Published: 4 October 2019
Last updated: 5 April 2024
I had known about climate change for many years, of course. I went to see Al Gore’s film An Inconvenient Truth back in 2006, and remember feeling shocked and disturbed. This lasted for a few weeks, maybe months, and then it disappeared off my radar. Certainly, in recent years, I hadn’t given the issue much thought.
I was busy with a full-time job and two young children; I had no headspace, let alone time, to think about such seemingly abstract and far-away issues. And I probably thought there were plenty of good people working on this issue. Basically, I had my head in the sand.
Over the first few months that my sister and I met, I started to hear people talking not about climate change but about the climate emergency and the need to act with speed and urgency if we are to prevent an irreversible chain of catastrophic impacts that could render large parts of the planet uninhabitable, or, worst case scenario, see the extinction of humankind.
Over these months, I experienced feelings of intense fear, grief, and anger. I felt a sense of disbelief that people weren’t running around in the streets like Chicken Little shouting “the sky is falling, the sky is falling”, because the sky may not be falling, but the ice is melting, the oceans are dying and the earth is burning.
One of the key moral lessons of the Holocaust is not to be a bystander.
And then one day, the penny dropped. I was talking to the CEO of Courage to Care, an organisation in our community that does important work educating non-Jewish school students about the Holocaust. He told me that their focus was not on the events of the Holocaust, but on one of its the key moral lessons – not to be a bystander.
They usually talk to students about not being a bystander to racism or even the bullying they see in the school yard. As we were talking, it occurred to me that climate change is the greatest catastrophe confronting humankind, yet so many of us are standing by, letting it happen. We are being bystanders.
I thought about my kids, 20 years from now, looking at me and asking, “Twenty years ago when the world still could have done something, everyone knew what was happening. You knew what was happening. What did you do?” It felt unbearable to me to imagine saying to them, “I did nothing. I just carried on life as it had always been.” It became clear to me that I was not going to be a bystander.
With a background as an educator and public speaker, I decided to do what I did best. Together with my sister, I developed an interactive presentation aimed at raising awareness about climate change, initially among our personal and professional networks. We wanted to take them on the same journey to “awakening” that we had been on.
In March, we invited 14 friends and colleagues to my home to participate in our first session. Among the attendees were four people who had been engaged with the issue for far longer than me and had been thinking about doing something to mobilise the Jewish community. We decided to form the Jewish Climate Action Group, with the aim of raising awareness and inspiring action in the Jewish community.

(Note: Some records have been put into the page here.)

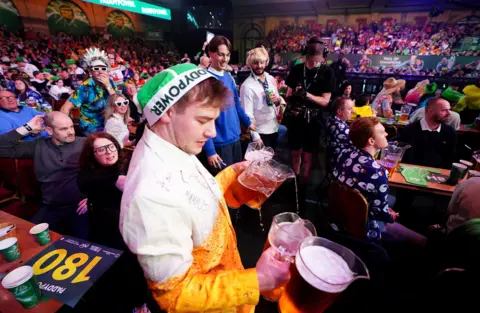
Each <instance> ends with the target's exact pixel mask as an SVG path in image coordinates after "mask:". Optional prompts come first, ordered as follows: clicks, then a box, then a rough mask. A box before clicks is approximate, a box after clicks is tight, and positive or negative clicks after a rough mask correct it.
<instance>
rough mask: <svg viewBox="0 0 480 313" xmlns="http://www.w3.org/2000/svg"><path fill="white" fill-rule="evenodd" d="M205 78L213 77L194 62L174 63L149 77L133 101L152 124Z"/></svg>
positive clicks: (149, 124) (154, 123) (204, 79)
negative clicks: (192, 62)
mask: <svg viewBox="0 0 480 313" xmlns="http://www.w3.org/2000/svg"><path fill="white" fill-rule="evenodd" d="M207 78H215V77H214V76H213V75H212V74H210V73H208V72H207V71H206V70H204V69H202V68H200V67H198V66H196V65H194V64H191V63H186V64H179V65H175V66H172V67H170V68H168V69H166V70H164V71H162V72H161V73H160V74H158V75H156V76H155V77H153V78H152V79H150V80H149V81H148V82H147V83H146V84H145V85H144V86H143V87H142V88H141V89H140V91H139V92H138V93H137V94H136V95H135V96H134V99H133V101H134V102H135V105H136V106H137V108H138V110H139V112H141V113H143V115H144V116H145V118H146V119H147V122H148V124H149V125H153V124H155V123H156V122H157V121H158V120H159V119H160V117H161V116H162V115H163V114H164V113H165V112H167V111H168V109H170V108H171V107H172V106H173V105H174V104H175V103H177V102H178V100H180V98H182V97H183V96H184V95H185V94H186V93H187V92H188V91H189V90H191V89H192V88H193V87H195V86H196V85H198V84H199V83H201V82H202V81H204V80H205V79H207Z"/></svg>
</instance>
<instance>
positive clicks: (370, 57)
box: [279, 52, 479, 71]
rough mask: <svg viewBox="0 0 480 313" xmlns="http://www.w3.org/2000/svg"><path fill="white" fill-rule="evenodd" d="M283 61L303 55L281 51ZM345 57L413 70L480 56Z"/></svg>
mask: <svg viewBox="0 0 480 313" xmlns="http://www.w3.org/2000/svg"><path fill="white" fill-rule="evenodd" d="M279 55H280V57H281V58H282V62H283V63H287V62H288V61H291V60H295V59H298V58H300V57H304V56H302V55H301V54H300V53H292V52H290V53H281V54H279ZM337 58H338V56H337V55H336V54H329V55H328V57H327V62H328V63H331V62H334V61H336V60H337ZM344 58H345V59H347V60H348V61H349V62H350V65H351V66H352V67H358V66H362V65H363V66H368V67H374V68H387V67H388V68H392V67H393V68H399V69H406V68H410V70H412V71H413V69H415V70H416V71H420V70H427V69H430V70H431V69H433V70H437V69H438V70H442V69H451V68H453V67H454V66H455V65H457V64H460V65H462V66H463V65H465V64H471V63H473V62H475V61H476V60H478V59H479V57H465V56H458V57H455V56H453V57H452V56H436V55H418V56H417V55H377V54H345V55H344Z"/></svg>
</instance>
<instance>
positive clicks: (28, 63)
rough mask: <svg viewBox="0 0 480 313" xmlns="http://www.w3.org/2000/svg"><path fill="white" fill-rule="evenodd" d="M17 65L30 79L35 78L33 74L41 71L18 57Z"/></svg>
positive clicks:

Jewish philanthropy is helping to solve many of our social problems and are great benefactors to arts and culture. However, climate change is a societal issue that we are not engaging with in a significant way.
So why a Jewish climate group? Eytan Lenko, one of the group’s co-founders, wrote in a recent op-ed piece in the Australian Jewish News: “Australia’s Jewish community is one of the most engaged and organised in the country. We have strong institutions that get involved in national issues such as marriage equality, refugees and the rise of racism.
“Many of us individually volunteer with our schools, synagogues, sporting clubs and the care of our elderly. Jewish philanthropy is helping to solve many of our social problems and are great benefactors to arts and culture. However, climate change is a societal issue that we are not engaging with in a significant way.”
The Jewish Climate Action Group is working to change that. We have run numerous sessions, adapted from the one I developed with my sister, for small groups in people’s home, raising awareness about the climate emergency and providing a Jewish perspective on the importance of taking personal responsibility and action.
In May, we held an event attended by over 200 people and called on the Jewish community to “vote climate” in the federal election; to add climate policy to the mix of issues they would take into consideration when deciding who to vote for.
That election saw a party returned to power with climate policies that were rated four out of 100 by the Australian Conservation Foundation. Despite this, we are determined to keep moving forward.
We have plans to evolve our group into a small but potent professional organisation that will harness the social capital and philanthropic culture of the Jewish community to create a powerful movement advocating for and acting against climate change.